LLM-Embedder
Property | Value |
---|---|
Parameter Count | 109M parameters |
License | MIT |
Author | BAAI |
Paper | Research Paper |
Framework | PyTorch, Transformers |
What is llm-embedder?
LLM-Embedder is a state-of-the-art text embedding model designed specifically for Large Language Model (LLM) retrieval augmentation. It maps text to low-dimensional dense vectors, enabling efficient semantic search, classification, and clustering tasks. The model represents a significant advancement in unified embedding approaches for diverse retrieval needs.
Implementation Details
Built on the FlagEmbedding framework, LLM-Embedder utilizes advanced transformer architecture with 109M parameters. It supports both PyTorch and Safetensors formats, offering flexible deployment options. The model implements sophisticated text-embeddings-inference techniques and provides dedicated inference endpoints for production use.

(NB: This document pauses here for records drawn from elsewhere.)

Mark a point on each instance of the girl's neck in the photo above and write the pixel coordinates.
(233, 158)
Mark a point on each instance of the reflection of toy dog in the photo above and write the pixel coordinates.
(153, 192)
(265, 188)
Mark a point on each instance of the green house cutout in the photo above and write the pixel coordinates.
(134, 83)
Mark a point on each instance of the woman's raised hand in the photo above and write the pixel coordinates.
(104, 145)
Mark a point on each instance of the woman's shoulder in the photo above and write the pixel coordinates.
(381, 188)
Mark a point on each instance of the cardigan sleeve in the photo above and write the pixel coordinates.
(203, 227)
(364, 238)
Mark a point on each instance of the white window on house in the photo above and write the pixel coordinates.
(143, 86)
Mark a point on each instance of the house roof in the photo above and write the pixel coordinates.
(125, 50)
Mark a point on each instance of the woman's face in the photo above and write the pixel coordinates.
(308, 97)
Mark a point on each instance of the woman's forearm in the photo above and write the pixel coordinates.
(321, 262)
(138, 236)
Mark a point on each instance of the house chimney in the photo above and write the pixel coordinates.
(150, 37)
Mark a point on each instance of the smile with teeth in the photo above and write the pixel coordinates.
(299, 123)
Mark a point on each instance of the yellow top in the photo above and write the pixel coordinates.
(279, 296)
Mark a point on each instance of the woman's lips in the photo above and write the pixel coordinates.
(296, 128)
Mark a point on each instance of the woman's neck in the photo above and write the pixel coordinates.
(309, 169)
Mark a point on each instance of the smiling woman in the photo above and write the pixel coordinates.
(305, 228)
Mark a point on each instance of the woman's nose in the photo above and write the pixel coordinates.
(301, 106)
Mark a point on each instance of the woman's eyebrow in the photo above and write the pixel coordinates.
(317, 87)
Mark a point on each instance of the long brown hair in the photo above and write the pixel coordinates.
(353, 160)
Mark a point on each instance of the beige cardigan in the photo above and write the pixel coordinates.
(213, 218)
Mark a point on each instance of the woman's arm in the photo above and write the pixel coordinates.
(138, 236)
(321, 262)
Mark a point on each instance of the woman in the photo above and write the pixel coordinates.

- Optimized for both English and Chinese text embedding
- Supports variable sequence lengths with efficient processing
- Implements contrastive learning with temperature-controlled similarity distribution
- Features built-in instruction handling for improved retrieval performance
Core Capabilities
- Generate high-quality dense vector representations
- Support for semantic search and document retrieval
- Cross-lingual embedding capabilities
- Efficient integration with vector databases
- Flexible API support through multiple frameworks
Frequently Asked Questions
Q: What makes this model unique?
LLM-Embedder stands out for its unified approach to embedding generation, specifically optimized for LLM retrieval augmentation. It achieves state-of-the-art performance on both MTEB and C-MTEB benchmarks while maintaining efficient computational requirements.
Q: What are the recommended use cases?
The model excels in semantic search, document retrieval, text classification, and clustering tasks. It's particularly well-suited for building retrieval-augmented LLM systems and maintaining vector databases for advanced language processing applications.